We’re in Maple Tree Square, in Gastown, in 1907 – and in 2011 there’s Gassy Jack’s statue, but in 1907 there’s a spiffy new hotel, the Alexandra. Parr and Fee designed it the year before, and it replaced a building less than 20 years old, the Sunnyside Hotel. The Sunnyside was one of the first buildings in Granville – built in 1875 before the town was renamed as Vancouver – and it sat on the water side of Water Street, so mostly on piles over the beach. It was right opposite (Gassy) Jack Deighton’s hostelry.
The original hotel burned with the rest of the city in 1886, but a new structure was quickly built to replace it and given the old name. It’s still listed in 1906, but in 1907 it’s replaced by the ‘Alexandria’ – corrected to Alexandra in subsequent years. Just 11 years later that’s gone too; in 1917 it’s still there – In 1918 the 2-storey extension to the 1911 Swift Meat Packing Company was built.

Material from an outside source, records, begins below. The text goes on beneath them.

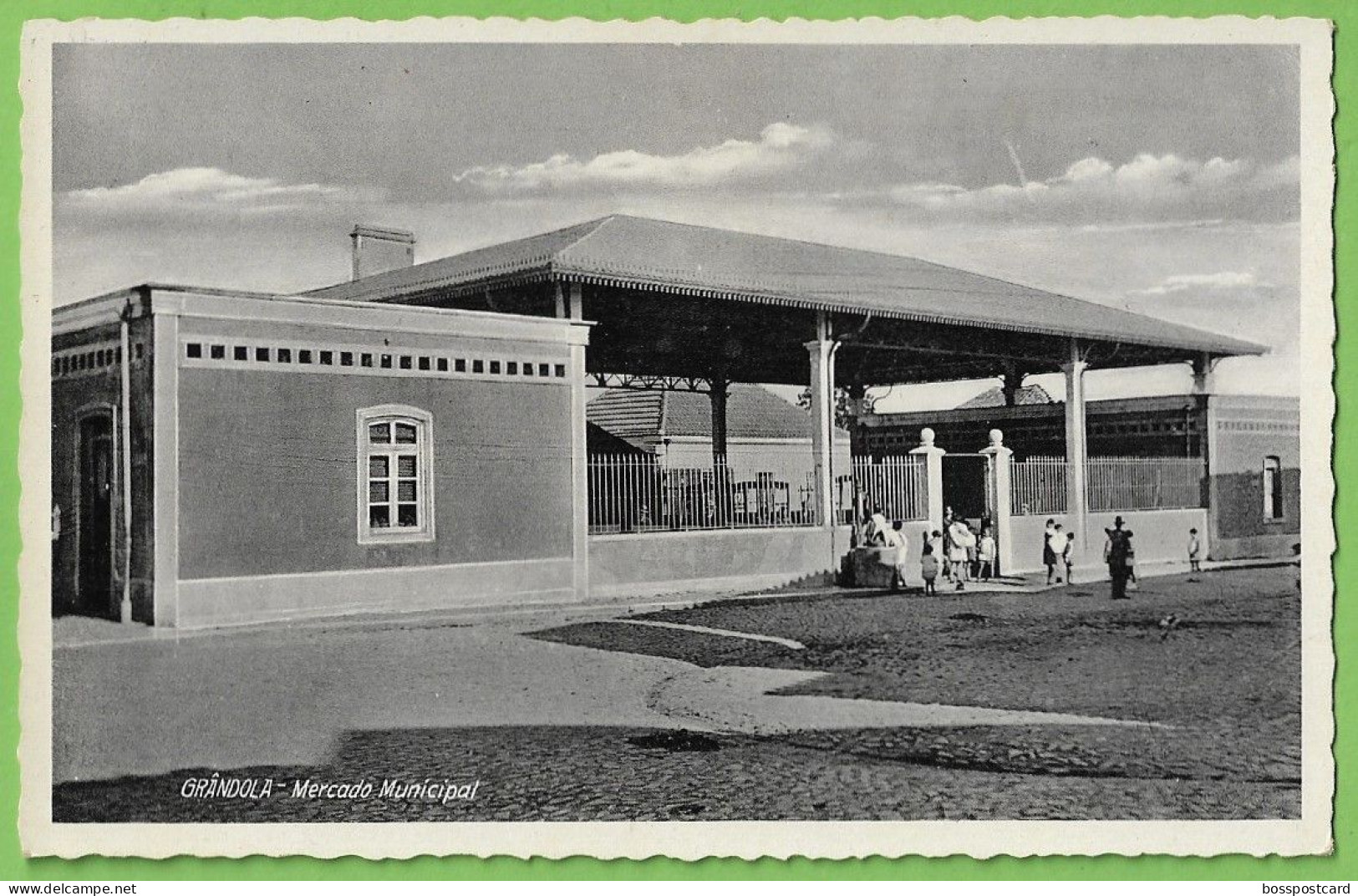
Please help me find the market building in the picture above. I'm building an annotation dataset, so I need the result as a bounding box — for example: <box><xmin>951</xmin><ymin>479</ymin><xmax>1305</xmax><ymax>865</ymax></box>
<box><xmin>52</xmin><ymin>216</ymin><xmax>1276</xmax><ymax>627</ymax></box>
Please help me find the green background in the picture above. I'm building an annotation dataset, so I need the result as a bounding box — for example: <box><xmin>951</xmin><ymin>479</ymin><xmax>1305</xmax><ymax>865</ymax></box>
<box><xmin>0</xmin><ymin>0</ymin><xmax>1358</xmax><ymax>881</ymax></box>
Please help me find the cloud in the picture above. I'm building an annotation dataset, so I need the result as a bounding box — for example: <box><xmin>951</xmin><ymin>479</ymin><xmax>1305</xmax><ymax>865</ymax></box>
<box><xmin>1132</xmin><ymin>270</ymin><xmax>1269</xmax><ymax>296</ymax></box>
<box><xmin>57</xmin><ymin>168</ymin><xmax>360</xmax><ymax>216</ymax></box>
<box><xmin>454</xmin><ymin>122</ymin><xmax>839</xmax><ymax>193</ymax></box>
<box><xmin>887</xmin><ymin>154</ymin><xmax>1300</xmax><ymax>224</ymax></box>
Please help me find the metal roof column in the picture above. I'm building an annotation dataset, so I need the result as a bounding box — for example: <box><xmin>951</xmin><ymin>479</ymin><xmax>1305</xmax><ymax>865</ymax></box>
<box><xmin>806</xmin><ymin>313</ymin><xmax>838</xmax><ymax>540</ymax></box>
<box><xmin>1060</xmin><ymin>339</ymin><xmax>1093</xmax><ymax>559</ymax></box>
<box><xmin>557</xmin><ymin>283</ymin><xmax>589</xmax><ymax>602</ymax></box>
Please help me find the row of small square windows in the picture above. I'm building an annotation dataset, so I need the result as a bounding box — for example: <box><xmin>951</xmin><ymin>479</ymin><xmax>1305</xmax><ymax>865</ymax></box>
<box><xmin>52</xmin><ymin>342</ymin><xmax>143</xmax><ymax>376</ymax></box>
<box><xmin>185</xmin><ymin>342</ymin><xmax>567</xmax><ymax>378</ymax></box>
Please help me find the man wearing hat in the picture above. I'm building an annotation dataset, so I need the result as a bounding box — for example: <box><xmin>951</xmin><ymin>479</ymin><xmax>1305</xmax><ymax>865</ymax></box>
<box><xmin>1104</xmin><ymin>516</ymin><xmax>1132</xmax><ymax>600</ymax></box>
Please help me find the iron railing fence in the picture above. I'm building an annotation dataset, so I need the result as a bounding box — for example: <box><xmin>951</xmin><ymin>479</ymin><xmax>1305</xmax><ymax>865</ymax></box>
<box><xmin>1009</xmin><ymin>457</ymin><xmax>1208</xmax><ymax>516</ymax></box>
<box><xmin>839</xmin><ymin>455</ymin><xmax>929</xmax><ymax>520</ymax></box>
<box><xmin>588</xmin><ymin>455</ymin><xmax>821</xmax><ymax>535</ymax></box>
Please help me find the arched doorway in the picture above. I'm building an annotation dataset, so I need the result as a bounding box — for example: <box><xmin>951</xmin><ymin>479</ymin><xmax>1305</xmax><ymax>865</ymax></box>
<box><xmin>74</xmin><ymin>411</ymin><xmax>114</xmax><ymax>616</ymax></box>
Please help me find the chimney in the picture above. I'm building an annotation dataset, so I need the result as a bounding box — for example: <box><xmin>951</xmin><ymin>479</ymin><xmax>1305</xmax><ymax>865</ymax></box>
<box><xmin>349</xmin><ymin>224</ymin><xmax>415</xmax><ymax>280</ymax></box>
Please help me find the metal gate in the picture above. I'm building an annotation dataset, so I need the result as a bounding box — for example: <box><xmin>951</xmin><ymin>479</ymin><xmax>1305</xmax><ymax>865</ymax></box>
<box><xmin>941</xmin><ymin>453</ymin><xmax>995</xmax><ymax>522</ymax></box>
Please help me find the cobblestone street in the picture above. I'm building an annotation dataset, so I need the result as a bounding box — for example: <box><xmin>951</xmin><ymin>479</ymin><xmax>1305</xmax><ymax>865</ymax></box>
<box><xmin>54</xmin><ymin>568</ymin><xmax>1301</xmax><ymax>822</ymax></box>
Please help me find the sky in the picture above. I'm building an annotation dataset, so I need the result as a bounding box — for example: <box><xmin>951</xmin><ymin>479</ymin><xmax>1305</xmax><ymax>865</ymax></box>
<box><xmin>53</xmin><ymin>45</ymin><xmax>1300</xmax><ymax>410</ymax></box>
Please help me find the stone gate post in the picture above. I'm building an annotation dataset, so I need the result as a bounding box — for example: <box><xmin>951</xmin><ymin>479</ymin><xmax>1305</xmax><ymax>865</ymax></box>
<box><xmin>910</xmin><ymin>426</ymin><xmax>948</xmax><ymax>532</ymax></box>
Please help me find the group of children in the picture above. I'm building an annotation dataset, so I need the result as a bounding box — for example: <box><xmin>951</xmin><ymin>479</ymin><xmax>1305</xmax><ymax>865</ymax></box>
<box><xmin>1041</xmin><ymin>520</ymin><xmax>1076</xmax><ymax>585</ymax></box>
<box><xmin>862</xmin><ymin>507</ymin><xmax>1202</xmax><ymax>594</ymax></box>
<box><xmin>862</xmin><ymin>507</ymin><xmax>997</xmax><ymax>594</ymax></box>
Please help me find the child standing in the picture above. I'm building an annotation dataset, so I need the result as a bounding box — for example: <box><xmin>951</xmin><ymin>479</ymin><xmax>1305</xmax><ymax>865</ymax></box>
<box><xmin>1047</xmin><ymin>522</ymin><xmax>1071</xmax><ymax>585</ymax></box>
<box><xmin>919</xmin><ymin>542</ymin><xmax>938</xmax><ymax>594</ymax></box>
<box><xmin>976</xmin><ymin>526</ymin><xmax>995</xmax><ymax>581</ymax></box>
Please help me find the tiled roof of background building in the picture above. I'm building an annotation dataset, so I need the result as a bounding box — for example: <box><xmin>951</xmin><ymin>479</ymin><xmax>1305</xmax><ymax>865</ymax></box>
<box><xmin>585</xmin><ymin>383</ymin><xmax>842</xmax><ymax>448</ymax></box>
<box><xmin>958</xmin><ymin>384</ymin><xmax>1056</xmax><ymax>407</ymax></box>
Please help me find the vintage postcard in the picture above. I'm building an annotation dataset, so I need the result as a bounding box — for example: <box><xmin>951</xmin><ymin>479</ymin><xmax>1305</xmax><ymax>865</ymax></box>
<box><xmin>20</xmin><ymin>18</ymin><xmax>1335</xmax><ymax>858</ymax></box>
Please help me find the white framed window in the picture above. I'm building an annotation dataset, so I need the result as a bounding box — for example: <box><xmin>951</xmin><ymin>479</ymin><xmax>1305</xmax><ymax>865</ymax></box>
<box><xmin>1264</xmin><ymin>456</ymin><xmax>1284</xmax><ymax>522</ymax></box>
<box><xmin>356</xmin><ymin>405</ymin><xmax>435</xmax><ymax>544</ymax></box>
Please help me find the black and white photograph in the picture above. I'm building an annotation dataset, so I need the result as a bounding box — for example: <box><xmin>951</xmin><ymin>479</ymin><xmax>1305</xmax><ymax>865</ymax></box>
<box><xmin>22</xmin><ymin>19</ymin><xmax>1334</xmax><ymax>858</ymax></box>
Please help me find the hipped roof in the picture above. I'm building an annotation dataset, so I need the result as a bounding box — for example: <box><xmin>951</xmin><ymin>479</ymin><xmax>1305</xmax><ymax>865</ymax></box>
<box><xmin>310</xmin><ymin>215</ymin><xmax>1266</xmax><ymax>354</ymax></box>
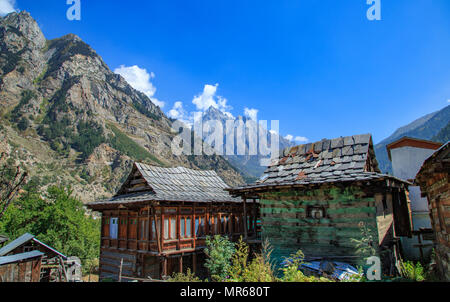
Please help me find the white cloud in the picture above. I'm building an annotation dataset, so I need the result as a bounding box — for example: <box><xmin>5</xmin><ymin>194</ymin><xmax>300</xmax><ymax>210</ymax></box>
<box><xmin>167</xmin><ymin>102</ymin><xmax>193</xmax><ymax>127</ymax></box>
<box><xmin>295</xmin><ymin>136</ymin><xmax>309</xmax><ymax>143</ymax></box>
<box><xmin>192</xmin><ymin>84</ymin><xmax>233</xmax><ymax>117</ymax></box>
<box><xmin>284</xmin><ymin>134</ymin><xmax>294</xmax><ymax>142</ymax></box>
<box><xmin>0</xmin><ymin>0</ymin><xmax>16</xmax><ymax>17</ymax></box>
<box><xmin>114</xmin><ymin>65</ymin><xmax>165</xmax><ymax>108</ymax></box>
<box><xmin>168</xmin><ymin>102</ymin><xmax>186</xmax><ymax>119</ymax></box>
<box><xmin>244</xmin><ymin>107</ymin><xmax>259</xmax><ymax>122</ymax></box>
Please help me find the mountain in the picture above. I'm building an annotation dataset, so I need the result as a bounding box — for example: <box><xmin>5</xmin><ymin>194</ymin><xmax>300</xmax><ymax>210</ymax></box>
<box><xmin>202</xmin><ymin>107</ymin><xmax>293</xmax><ymax>182</ymax></box>
<box><xmin>0</xmin><ymin>11</ymin><xmax>243</xmax><ymax>202</ymax></box>
<box><xmin>375</xmin><ymin>105</ymin><xmax>450</xmax><ymax>174</ymax></box>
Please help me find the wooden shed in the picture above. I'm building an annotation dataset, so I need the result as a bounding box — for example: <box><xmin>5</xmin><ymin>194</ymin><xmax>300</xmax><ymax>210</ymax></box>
<box><xmin>0</xmin><ymin>233</ymin><xmax>68</xmax><ymax>282</ymax></box>
<box><xmin>0</xmin><ymin>251</ymin><xmax>44</xmax><ymax>282</ymax></box>
<box><xmin>229</xmin><ymin>134</ymin><xmax>411</xmax><ymax>274</ymax></box>
<box><xmin>87</xmin><ymin>163</ymin><xmax>259</xmax><ymax>280</ymax></box>
<box><xmin>415</xmin><ymin>142</ymin><xmax>450</xmax><ymax>281</ymax></box>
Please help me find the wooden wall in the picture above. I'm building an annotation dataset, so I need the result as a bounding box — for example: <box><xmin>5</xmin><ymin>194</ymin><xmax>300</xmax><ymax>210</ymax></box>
<box><xmin>0</xmin><ymin>258</ymin><xmax>41</xmax><ymax>282</ymax></box>
<box><xmin>260</xmin><ymin>187</ymin><xmax>381</xmax><ymax>264</ymax></box>
<box><xmin>100</xmin><ymin>202</ymin><xmax>259</xmax><ymax>279</ymax></box>
<box><xmin>427</xmin><ymin>172</ymin><xmax>450</xmax><ymax>281</ymax></box>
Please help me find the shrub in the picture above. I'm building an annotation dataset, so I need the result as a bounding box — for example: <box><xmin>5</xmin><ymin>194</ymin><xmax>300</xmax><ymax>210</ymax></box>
<box><xmin>229</xmin><ymin>237</ymin><xmax>276</xmax><ymax>282</ymax></box>
<box><xmin>205</xmin><ymin>235</ymin><xmax>235</xmax><ymax>282</ymax></box>
<box><xmin>167</xmin><ymin>268</ymin><xmax>202</xmax><ymax>282</ymax></box>
<box><xmin>400</xmin><ymin>261</ymin><xmax>425</xmax><ymax>282</ymax></box>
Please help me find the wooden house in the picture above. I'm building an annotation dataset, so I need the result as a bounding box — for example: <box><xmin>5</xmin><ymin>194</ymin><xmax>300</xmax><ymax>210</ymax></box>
<box><xmin>229</xmin><ymin>135</ymin><xmax>411</xmax><ymax>273</ymax></box>
<box><xmin>415</xmin><ymin>142</ymin><xmax>450</xmax><ymax>281</ymax></box>
<box><xmin>0</xmin><ymin>233</ymin><xmax>68</xmax><ymax>282</ymax></box>
<box><xmin>88</xmin><ymin>163</ymin><xmax>259</xmax><ymax>280</ymax></box>
<box><xmin>386</xmin><ymin>137</ymin><xmax>442</xmax><ymax>262</ymax></box>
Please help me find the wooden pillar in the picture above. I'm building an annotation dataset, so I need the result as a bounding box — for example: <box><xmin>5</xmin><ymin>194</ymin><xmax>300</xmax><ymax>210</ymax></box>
<box><xmin>253</xmin><ymin>198</ymin><xmax>258</xmax><ymax>238</ymax></box>
<box><xmin>243</xmin><ymin>197</ymin><xmax>248</xmax><ymax>240</ymax></box>
<box><xmin>161</xmin><ymin>256</ymin><xmax>167</xmax><ymax>279</ymax></box>
<box><xmin>152</xmin><ymin>206</ymin><xmax>162</xmax><ymax>254</ymax></box>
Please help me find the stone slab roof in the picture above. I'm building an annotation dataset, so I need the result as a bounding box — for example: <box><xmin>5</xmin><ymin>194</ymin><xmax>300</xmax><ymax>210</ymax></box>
<box><xmin>231</xmin><ymin>134</ymin><xmax>412</xmax><ymax>191</ymax></box>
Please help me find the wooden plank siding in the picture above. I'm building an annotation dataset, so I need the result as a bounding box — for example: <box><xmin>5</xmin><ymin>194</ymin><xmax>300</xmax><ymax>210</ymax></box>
<box><xmin>100</xmin><ymin>202</ymin><xmax>259</xmax><ymax>280</ymax></box>
<box><xmin>0</xmin><ymin>258</ymin><xmax>41</xmax><ymax>282</ymax></box>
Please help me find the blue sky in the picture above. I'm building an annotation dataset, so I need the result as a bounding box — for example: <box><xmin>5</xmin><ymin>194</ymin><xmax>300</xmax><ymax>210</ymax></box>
<box><xmin>0</xmin><ymin>0</ymin><xmax>450</xmax><ymax>142</ymax></box>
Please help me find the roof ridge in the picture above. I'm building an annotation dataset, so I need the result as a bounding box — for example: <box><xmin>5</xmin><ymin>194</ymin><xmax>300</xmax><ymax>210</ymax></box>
<box><xmin>135</xmin><ymin>162</ymin><xmax>217</xmax><ymax>175</ymax></box>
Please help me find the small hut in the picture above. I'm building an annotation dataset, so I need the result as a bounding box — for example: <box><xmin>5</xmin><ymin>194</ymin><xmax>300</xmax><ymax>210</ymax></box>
<box><xmin>229</xmin><ymin>134</ymin><xmax>411</xmax><ymax>274</ymax></box>
<box><xmin>415</xmin><ymin>142</ymin><xmax>450</xmax><ymax>281</ymax></box>
<box><xmin>0</xmin><ymin>251</ymin><xmax>44</xmax><ymax>282</ymax></box>
<box><xmin>87</xmin><ymin>163</ymin><xmax>259</xmax><ymax>281</ymax></box>
<box><xmin>0</xmin><ymin>233</ymin><xmax>68</xmax><ymax>282</ymax></box>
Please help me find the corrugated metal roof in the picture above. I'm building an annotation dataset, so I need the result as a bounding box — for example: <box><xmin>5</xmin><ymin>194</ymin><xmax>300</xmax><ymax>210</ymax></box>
<box><xmin>0</xmin><ymin>233</ymin><xmax>67</xmax><ymax>260</ymax></box>
<box><xmin>33</xmin><ymin>238</ymin><xmax>67</xmax><ymax>260</ymax></box>
<box><xmin>0</xmin><ymin>233</ymin><xmax>34</xmax><ymax>256</ymax></box>
<box><xmin>88</xmin><ymin>163</ymin><xmax>242</xmax><ymax>206</ymax></box>
<box><xmin>0</xmin><ymin>251</ymin><xmax>44</xmax><ymax>265</ymax></box>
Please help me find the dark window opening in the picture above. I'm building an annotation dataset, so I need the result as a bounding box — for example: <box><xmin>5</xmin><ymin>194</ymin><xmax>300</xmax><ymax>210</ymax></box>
<box><xmin>307</xmin><ymin>206</ymin><xmax>326</xmax><ymax>219</ymax></box>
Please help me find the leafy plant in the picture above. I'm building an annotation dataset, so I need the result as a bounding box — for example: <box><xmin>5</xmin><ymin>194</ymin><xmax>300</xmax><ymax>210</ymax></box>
<box><xmin>350</xmin><ymin>222</ymin><xmax>377</xmax><ymax>257</ymax></box>
<box><xmin>205</xmin><ymin>235</ymin><xmax>235</xmax><ymax>282</ymax></box>
<box><xmin>400</xmin><ymin>261</ymin><xmax>426</xmax><ymax>282</ymax></box>
<box><xmin>167</xmin><ymin>268</ymin><xmax>202</xmax><ymax>282</ymax></box>
<box><xmin>0</xmin><ymin>187</ymin><xmax>100</xmax><ymax>264</ymax></box>
<box><xmin>229</xmin><ymin>237</ymin><xmax>276</xmax><ymax>282</ymax></box>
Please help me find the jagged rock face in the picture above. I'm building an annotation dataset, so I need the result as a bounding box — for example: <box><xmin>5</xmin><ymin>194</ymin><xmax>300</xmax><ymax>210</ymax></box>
<box><xmin>202</xmin><ymin>107</ymin><xmax>294</xmax><ymax>181</ymax></box>
<box><xmin>0</xmin><ymin>12</ymin><xmax>243</xmax><ymax>202</ymax></box>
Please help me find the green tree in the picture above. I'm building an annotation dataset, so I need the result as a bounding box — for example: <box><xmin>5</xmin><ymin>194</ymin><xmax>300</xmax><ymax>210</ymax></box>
<box><xmin>205</xmin><ymin>235</ymin><xmax>235</xmax><ymax>282</ymax></box>
<box><xmin>0</xmin><ymin>187</ymin><xmax>100</xmax><ymax>262</ymax></box>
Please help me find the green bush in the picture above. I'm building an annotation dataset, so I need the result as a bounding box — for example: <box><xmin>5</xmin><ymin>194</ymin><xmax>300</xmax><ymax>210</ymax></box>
<box><xmin>228</xmin><ymin>237</ymin><xmax>276</xmax><ymax>282</ymax></box>
<box><xmin>205</xmin><ymin>235</ymin><xmax>235</xmax><ymax>282</ymax></box>
<box><xmin>400</xmin><ymin>261</ymin><xmax>426</xmax><ymax>282</ymax></box>
<box><xmin>0</xmin><ymin>187</ymin><xmax>100</xmax><ymax>264</ymax></box>
<box><xmin>167</xmin><ymin>269</ymin><xmax>202</xmax><ymax>282</ymax></box>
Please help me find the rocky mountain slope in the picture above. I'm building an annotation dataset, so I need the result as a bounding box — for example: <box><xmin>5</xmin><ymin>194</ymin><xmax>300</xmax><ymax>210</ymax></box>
<box><xmin>0</xmin><ymin>12</ymin><xmax>243</xmax><ymax>202</ymax></box>
<box><xmin>375</xmin><ymin>106</ymin><xmax>450</xmax><ymax>174</ymax></box>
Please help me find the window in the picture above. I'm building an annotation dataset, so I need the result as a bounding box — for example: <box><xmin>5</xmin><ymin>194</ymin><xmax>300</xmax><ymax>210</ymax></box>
<box><xmin>195</xmin><ymin>217</ymin><xmax>205</xmax><ymax>237</ymax></box>
<box><xmin>180</xmin><ymin>217</ymin><xmax>192</xmax><ymax>238</ymax></box>
<box><xmin>180</xmin><ymin>217</ymin><xmax>186</xmax><ymax>238</ymax></box>
<box><xmin>152</xmin><ymin>219</ymin><xmax>161</xmax><ymax>240</ymax></box>
<box><xmin>109</xmin><ymin>217</ymin><xmax>119</xmax><ymax>239</ymax></box>
<box><xmin>186</xmin><ymin>218</ymin><xmax>192</xmax><ymax>238</ymax></box>
<box><xmin>307</xmin><ymin>206</ymin><xmax>325</xmax><ymax>219</ymax></box>
<box><xmin>170</xmin><ymin>218</ymin><xmax>177</xmax><ymax>239</ymax></box>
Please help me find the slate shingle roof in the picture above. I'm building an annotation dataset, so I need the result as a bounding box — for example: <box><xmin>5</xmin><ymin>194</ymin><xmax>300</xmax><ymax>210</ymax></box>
<box><xmin>232</xmin><ymin>134</ymin><xmax>412</xmax><ymax>191</ymax></box>
<box><xmin>262</xmin><ymin>134</ymin><xmax>379</xmax><ymax>184</ymax></box>
<box><xmin>89</xmin><ymin>163</ymin><xmax>242</xmax><ymax>206</ymax></box>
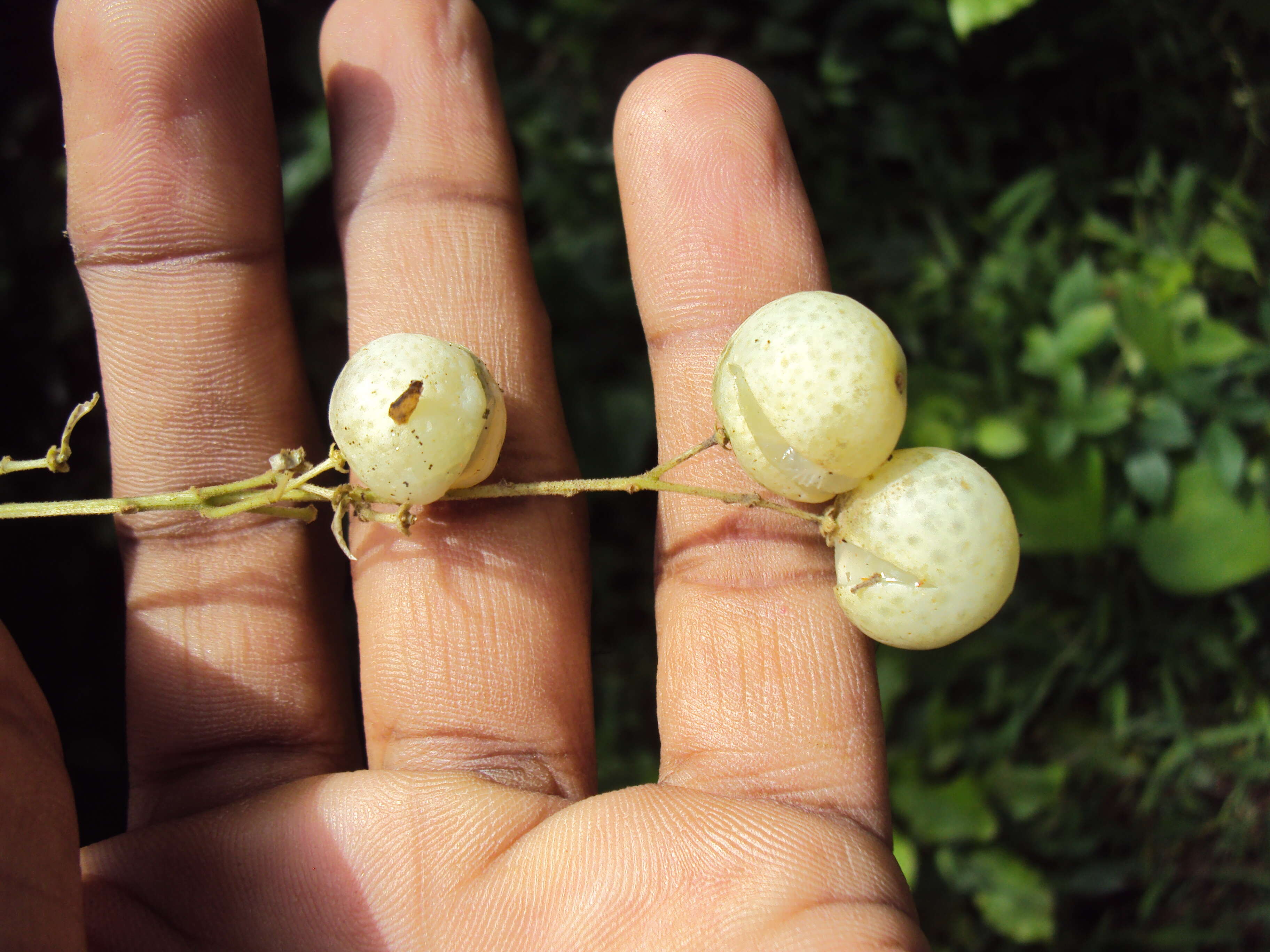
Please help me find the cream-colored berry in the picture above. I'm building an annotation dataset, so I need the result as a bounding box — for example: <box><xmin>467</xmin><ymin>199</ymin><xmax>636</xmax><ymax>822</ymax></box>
<box><xmin>329</xmin><ymin>334</ymin><xmax>507</xmax><ymax>504</ymax></box>
<box><xmin>714</xmin><ymin>291</ymin><xmax>907</xmax><ymax>503</ymax></box>
<box><xmin>834</xmin><ymin>447</ymin><xmax>1019</xmax><ymax>649</ymax></box>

There’s no record of who designed it, but the 1911 4-storey (later 5-storey) structure to the west was designed by Swift Canadian Co and there’s no reason to suppose they needed anyone else to help design a 2-storey brick-faced box extension. More recently it’s been a restaurant and a furniture store, and is now awaiting a new tenant, but it’s a smaller and meaner building than the hotel that lasted only a few years on the site.